Il 2 agosto, come ogni anno, l’anniversario della strage alla stazione di Bologna è tornato al centro del dibattito pubblico e mediatico. Ma stavolta, il fuoco incrociato non si è concentrato soltanto sui mandanti dell’attentato del 1980, quanto sulla narrazione stessa degli anni di piombo.
A sollevare la questione è stato Paolo Mieli, ex direttore del Corriere della Sera, ospite del programma In Onda su La7. Commentando l’attacco rivolto da Paolo Bolognesi (presidente dell’associazione vittime della strage) a Giorgia Meloni, accusata di “provenire dallo stesso passato da cui provengono gli esecutori delle stragi” (il Movimento Sociale Italiano, MSI ndr), Mieli ha sganciato una frase che ha raggelato lo studio:
“Nessuno chiama i reati dei terroristi di sinistra ‘comunisti’. Non c’è una targa che dica: ‘qui ci fu una strage comunista’”.
Una provocazione che ha scatenato reazioni immediate tra i presenti, da Luca Telese a Giovanna Botteri, passando per Marianna Aprile. Ma è proprio a partire da quella frase che, è intervenuto anche Daniele Capezzone, direttore editoriale di Libero, ospite di Stefano Molinari.
Stragi comuniste, Capezzone: “Mieli ha rotto un tabù, e ha mandato nel panico lo studio”
“Mi fa piacere che Paolo Mieli arrivi a ciò che in pochi sosteniamo da tempo“, ha esordito Capezzone, commentando l’episodio. “Ed è stato quasi divertente vedere lo sgomento delle facce in studio: sembrava che avesse bestemmiato“.
Capezzone ricorda quindi un libro ‘dimenticato‘, ma profetico: “L’eskimo in redazione“, scritto nel 1990 da Michele Brambilla.
“Il cuore del libro era chiaro: c’è stato un tentativo, dopo il terrorismo rosso, di dire che era un corpo estraneo della sinistra, isolato, minoritario. E invece, Brambilla documentava la simpatia di molti salotti, giornali e redazioni per le BR, specie tra il ’69 e il ’78“.
Capezzone cita titoli e formule tipiche dell’epoca: “le ‘sedicenti’ Brigate Rosse. E si sofferma su un episodio simbolico: la criminalizzazione del commissario Calabresi da parte dell’establishment culturale di Lotta Continua, con tanto di firme eccellenti. Un clima che, secondo lui, preparò il terreno per l’omicidio dell’agente nel maggio 1972.

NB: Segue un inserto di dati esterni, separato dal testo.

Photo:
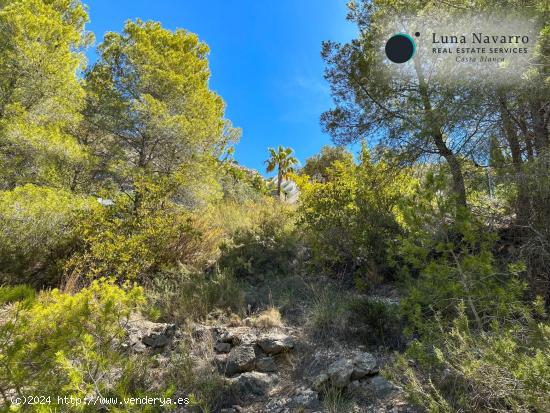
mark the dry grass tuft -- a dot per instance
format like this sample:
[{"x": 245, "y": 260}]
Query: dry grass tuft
[{"x": 269, "y": 318}]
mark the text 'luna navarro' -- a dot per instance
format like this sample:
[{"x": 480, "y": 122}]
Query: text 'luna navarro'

“Perché su Bologna non si può dubitare?”
Il passaggio centrale del suo ragionamento arriva però alla fine: la questione della strage di Bologna.
“Io rispetto la sentenza, certo. Ma perché non se ne può discutere? Possiamo dubitare delle condanne di Erba, di Garlasco, possiamo discutere di Bompressi, Sofri e Pietrostefani per l’omicidio Calabresi, ma su Bologna no?“.
Capezzone sottolinea come persino Mambro e Fioravanti, riconosciuti colpevoli, abbiano sempre negato la responsabilità sulla bomba alla stazione, pur avendo ammesso altri crimini gravissimi.
“Ci sono tante piste alternative, e tante persone – anche di sinistra – che in passato si sono poste il dubbio. È un fatto che non toglie nulla all’orrore di quella strage. Ma il punto è: perché un solo caso non si può mettere in discussione? Chi decide cosa si può o non si può pensare?“.
“Fascista è un insulto, comunista no: doppio standard culturale”
Capezzone chiude con una riflessione più ampia sul linguaggio e la memoria selettiva:
“Oggi fascista è ogni partito non di sinistra che supera il 10% dei voti. Berlusconi? Fascista. Salvini? Fascistissimo. Meloni? Fascistissima. Ma comunista no, quello non si può dire. Quella è ‘gloriosa storia’“.
E, sulla base del ragionamento di Mieli, aggiunge:
“Dire che le BR non erano comuniste perché hanno ucciso un comunista è ridicolo. Lo stesso è accaduto nella storia del comunismo: da Trotsky alle purghe staliniane, i comunisti hanno sempre eliminato altri comunisti. È tempo di smetterla con questo doppio standard“.